Lennie Tristano

The Duo Sessions
(Dot Time)

On The Duo Sessions, Lennie Tristano wends his way through the liminal spaces bridging bebop, cool jazz and free-improv. The album’s 16 tracks, recorded after Tristano’s final public appearance in 1968 but never previously released, reveal not only how intuitively the pianist parsed these languages, but how skillfully he crafted improvisational relationships.

Each of the sidemen here—saxophonist Lenny Popkin, pianist Connie Crothers, drummer Roger Mancuso—elicited a different musical response from the master improviser. Thus, the respective duo recordings depart from each other in subtle ways, even as they build on the pillars of Tristano’s precedent-setting arrangements for quintet.

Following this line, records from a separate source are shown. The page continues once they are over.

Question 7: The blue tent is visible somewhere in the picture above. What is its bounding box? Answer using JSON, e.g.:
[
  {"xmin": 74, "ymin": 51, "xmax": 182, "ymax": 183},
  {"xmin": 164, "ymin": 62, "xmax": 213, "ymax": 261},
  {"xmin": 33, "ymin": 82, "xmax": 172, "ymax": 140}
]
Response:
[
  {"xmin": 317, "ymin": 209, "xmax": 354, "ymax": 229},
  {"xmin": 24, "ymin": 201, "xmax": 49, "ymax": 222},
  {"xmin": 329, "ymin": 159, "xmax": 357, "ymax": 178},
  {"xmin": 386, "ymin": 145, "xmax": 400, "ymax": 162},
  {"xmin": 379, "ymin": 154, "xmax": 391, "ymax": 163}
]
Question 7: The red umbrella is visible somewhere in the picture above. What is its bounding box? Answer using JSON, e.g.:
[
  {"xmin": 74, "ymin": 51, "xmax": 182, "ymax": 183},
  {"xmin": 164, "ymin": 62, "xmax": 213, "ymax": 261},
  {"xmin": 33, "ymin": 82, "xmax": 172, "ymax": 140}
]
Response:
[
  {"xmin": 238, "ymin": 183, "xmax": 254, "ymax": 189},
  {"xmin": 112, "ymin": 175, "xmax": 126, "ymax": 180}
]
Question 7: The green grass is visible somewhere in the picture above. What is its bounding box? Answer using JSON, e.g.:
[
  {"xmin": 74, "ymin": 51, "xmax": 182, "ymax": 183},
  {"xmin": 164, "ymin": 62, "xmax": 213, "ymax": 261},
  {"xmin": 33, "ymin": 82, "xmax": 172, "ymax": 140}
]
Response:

On tunes with Popkin, Tristano disrupts the vertical structures when comping against the tenor player’s discordant solos; his attenuated walking bass lines and pounding chords only allude to harmonic congruity. But his own nimble solos, with their liquid, chromatic runs, would suggest that any seeming incongruity derives from the narrowness of the view, not the vision. With Crothers, Tristano takes on the only four-handed piano composition he ever recorded (“Concerto: Parts 1 And 2”). The pianists’ intense mental rapport verges on the telepathic. The cuts with Mancuso spotlight Tristano’s delightfully inventive contrafacts, built atop the drummer’s sturdy polyrhythms. Tunes like “Palo Alto Street,” a twist on “It’s Alright With Me” and “Home Again,” tickle the imagination and satisfy the mind.